Esports organizations at large continue to lag behind Dardoch’s arc, as many remain in integrated living and working team houses. But change is coming, and Gardner says organizations like Immortals are at the front of that change.

“Immortals has a fundamental belief that [they] are trying to — [they] have successfully — separated work and living space, so [they] purposefully have players living in situations that are housing, whether it’s in an apartment, or a house, but they do not practice or play from those houses,” Gardner said.

By separating work from play at its compound in Culver City, California, Immortals has taken steps to avoid many of the potential problems caused by team houses. The line between work and relaxation is clearly determined, and players are able to build the intrinsic motivation Gardner sees as so crucial to their long-term success. He also sees that success changing the public perception of esports.
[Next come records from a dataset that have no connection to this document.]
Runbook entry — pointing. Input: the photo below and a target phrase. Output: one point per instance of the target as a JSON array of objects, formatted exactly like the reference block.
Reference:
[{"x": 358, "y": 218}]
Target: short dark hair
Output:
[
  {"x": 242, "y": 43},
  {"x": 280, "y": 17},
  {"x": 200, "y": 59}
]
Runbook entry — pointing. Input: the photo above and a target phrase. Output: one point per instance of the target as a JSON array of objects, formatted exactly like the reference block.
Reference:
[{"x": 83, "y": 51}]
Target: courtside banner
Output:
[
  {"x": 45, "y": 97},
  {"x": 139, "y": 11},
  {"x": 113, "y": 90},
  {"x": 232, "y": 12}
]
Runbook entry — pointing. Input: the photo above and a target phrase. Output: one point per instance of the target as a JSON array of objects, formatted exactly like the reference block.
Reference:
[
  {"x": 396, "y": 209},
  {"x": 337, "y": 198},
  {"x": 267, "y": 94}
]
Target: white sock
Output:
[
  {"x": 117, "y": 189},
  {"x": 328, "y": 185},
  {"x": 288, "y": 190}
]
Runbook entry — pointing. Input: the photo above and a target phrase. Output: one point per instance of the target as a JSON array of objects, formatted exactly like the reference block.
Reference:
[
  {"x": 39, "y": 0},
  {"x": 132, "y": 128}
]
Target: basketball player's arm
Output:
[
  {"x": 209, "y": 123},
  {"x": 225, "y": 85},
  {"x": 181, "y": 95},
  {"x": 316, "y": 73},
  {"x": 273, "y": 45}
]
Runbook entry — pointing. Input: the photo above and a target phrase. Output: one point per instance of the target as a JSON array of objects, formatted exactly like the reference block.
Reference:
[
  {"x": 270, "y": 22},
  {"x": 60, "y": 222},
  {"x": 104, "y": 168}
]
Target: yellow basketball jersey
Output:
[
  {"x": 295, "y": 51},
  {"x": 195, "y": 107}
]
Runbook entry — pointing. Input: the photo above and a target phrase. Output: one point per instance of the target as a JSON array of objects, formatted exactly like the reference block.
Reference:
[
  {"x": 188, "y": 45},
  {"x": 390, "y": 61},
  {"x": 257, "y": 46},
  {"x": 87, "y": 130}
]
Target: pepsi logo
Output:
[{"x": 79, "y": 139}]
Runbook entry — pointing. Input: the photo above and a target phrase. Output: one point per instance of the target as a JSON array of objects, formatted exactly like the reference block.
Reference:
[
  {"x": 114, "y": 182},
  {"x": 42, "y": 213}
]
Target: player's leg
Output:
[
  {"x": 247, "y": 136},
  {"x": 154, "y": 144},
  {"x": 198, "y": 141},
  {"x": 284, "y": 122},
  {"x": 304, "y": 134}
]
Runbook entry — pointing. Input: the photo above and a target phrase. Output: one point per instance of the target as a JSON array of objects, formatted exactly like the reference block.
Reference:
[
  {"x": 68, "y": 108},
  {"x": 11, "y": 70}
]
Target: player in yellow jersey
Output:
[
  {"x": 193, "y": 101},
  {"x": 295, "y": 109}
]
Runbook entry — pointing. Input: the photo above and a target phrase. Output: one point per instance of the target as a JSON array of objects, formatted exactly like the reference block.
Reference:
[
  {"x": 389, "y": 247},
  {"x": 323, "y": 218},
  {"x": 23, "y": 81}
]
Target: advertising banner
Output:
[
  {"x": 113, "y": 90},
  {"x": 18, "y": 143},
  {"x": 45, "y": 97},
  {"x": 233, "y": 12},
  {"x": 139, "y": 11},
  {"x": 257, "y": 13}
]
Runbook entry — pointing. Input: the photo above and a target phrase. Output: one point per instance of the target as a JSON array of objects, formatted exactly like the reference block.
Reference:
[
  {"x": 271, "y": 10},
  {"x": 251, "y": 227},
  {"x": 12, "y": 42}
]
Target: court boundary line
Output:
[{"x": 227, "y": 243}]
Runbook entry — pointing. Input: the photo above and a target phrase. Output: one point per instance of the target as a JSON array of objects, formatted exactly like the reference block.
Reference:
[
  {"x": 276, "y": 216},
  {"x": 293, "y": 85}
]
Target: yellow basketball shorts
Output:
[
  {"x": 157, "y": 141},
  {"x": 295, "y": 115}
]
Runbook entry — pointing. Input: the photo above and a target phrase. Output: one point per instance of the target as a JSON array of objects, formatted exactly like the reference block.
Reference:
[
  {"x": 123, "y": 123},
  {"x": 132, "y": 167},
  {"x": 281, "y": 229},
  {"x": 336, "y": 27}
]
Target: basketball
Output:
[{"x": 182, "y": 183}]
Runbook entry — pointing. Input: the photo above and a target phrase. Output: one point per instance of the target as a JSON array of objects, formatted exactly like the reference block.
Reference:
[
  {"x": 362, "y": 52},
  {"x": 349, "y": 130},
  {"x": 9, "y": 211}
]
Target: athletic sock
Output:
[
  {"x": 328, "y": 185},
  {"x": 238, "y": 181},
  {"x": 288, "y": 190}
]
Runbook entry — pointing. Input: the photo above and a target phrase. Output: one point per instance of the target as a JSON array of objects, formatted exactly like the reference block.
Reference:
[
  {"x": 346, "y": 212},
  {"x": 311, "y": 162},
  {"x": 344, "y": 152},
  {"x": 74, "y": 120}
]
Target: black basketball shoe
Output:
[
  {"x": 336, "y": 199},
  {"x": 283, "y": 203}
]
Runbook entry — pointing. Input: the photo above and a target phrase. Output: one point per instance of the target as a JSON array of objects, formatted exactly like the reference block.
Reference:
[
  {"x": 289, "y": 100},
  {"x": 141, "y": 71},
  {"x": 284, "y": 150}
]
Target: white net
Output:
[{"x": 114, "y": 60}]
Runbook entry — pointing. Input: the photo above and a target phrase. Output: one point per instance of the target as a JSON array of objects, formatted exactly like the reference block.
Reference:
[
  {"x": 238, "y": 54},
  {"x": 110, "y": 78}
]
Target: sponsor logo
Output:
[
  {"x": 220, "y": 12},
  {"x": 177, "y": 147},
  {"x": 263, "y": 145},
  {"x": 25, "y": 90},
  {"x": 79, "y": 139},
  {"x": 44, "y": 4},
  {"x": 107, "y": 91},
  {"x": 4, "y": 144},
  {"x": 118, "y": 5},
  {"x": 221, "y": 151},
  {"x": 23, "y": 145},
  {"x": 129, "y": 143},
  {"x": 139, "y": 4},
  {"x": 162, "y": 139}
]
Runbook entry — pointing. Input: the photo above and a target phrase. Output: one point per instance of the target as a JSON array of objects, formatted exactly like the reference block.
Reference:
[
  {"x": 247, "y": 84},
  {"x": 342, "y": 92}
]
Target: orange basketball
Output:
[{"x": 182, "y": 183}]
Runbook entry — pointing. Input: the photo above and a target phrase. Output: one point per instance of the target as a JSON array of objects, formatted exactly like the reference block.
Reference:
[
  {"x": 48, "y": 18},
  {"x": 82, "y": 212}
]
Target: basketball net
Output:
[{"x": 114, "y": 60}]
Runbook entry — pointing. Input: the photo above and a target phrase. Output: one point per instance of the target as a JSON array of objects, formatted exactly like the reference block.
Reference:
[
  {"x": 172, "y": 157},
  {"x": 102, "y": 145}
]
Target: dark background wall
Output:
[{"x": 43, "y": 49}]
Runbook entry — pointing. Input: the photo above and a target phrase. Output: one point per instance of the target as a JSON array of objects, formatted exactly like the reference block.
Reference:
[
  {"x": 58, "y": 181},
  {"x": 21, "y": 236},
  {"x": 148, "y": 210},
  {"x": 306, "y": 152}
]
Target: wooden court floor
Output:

“To me, it’s a tremendous step forward in legitimizing esports and having it mirror some of the best practices of traditional sport and corporate culture,” Gardner said. “You live where you live, and you get up every morning and you go to work, and you leave work, and you go home.”

Team Liquid opened its Alienware training Facility in March 2018, a massive building that also serves as the organization's headquarters. It has scrimmage rooms for TL's League of Legends and Counter-Strike: Global Offensive teams, meaning they don't have to practice at home. Other organizations might have also followed suit, too, but these are the most prominent examples.

100 Thieves, another LCS team, has created a compound that separates work environments from ones for normal living and relaxation. Ismael Pedraza, the former performance coach for Misfits, says change is coming to European League of Legends, too.

“I think all the teams in EU are planning to get their own working spaces or facilities,” he says. “That’s an aim for every esport team, I’d say.”

Dardoch left Echo Fox in 2018 to join OpTic Gaming’s League of Legends lineup. It was the first time he’d made the decision to leave a team completely on his own, and Echo Fox’s flexibility in housing likely deserves much of the credit for that progress. It’s a small step but an important one in the history of gaming houses.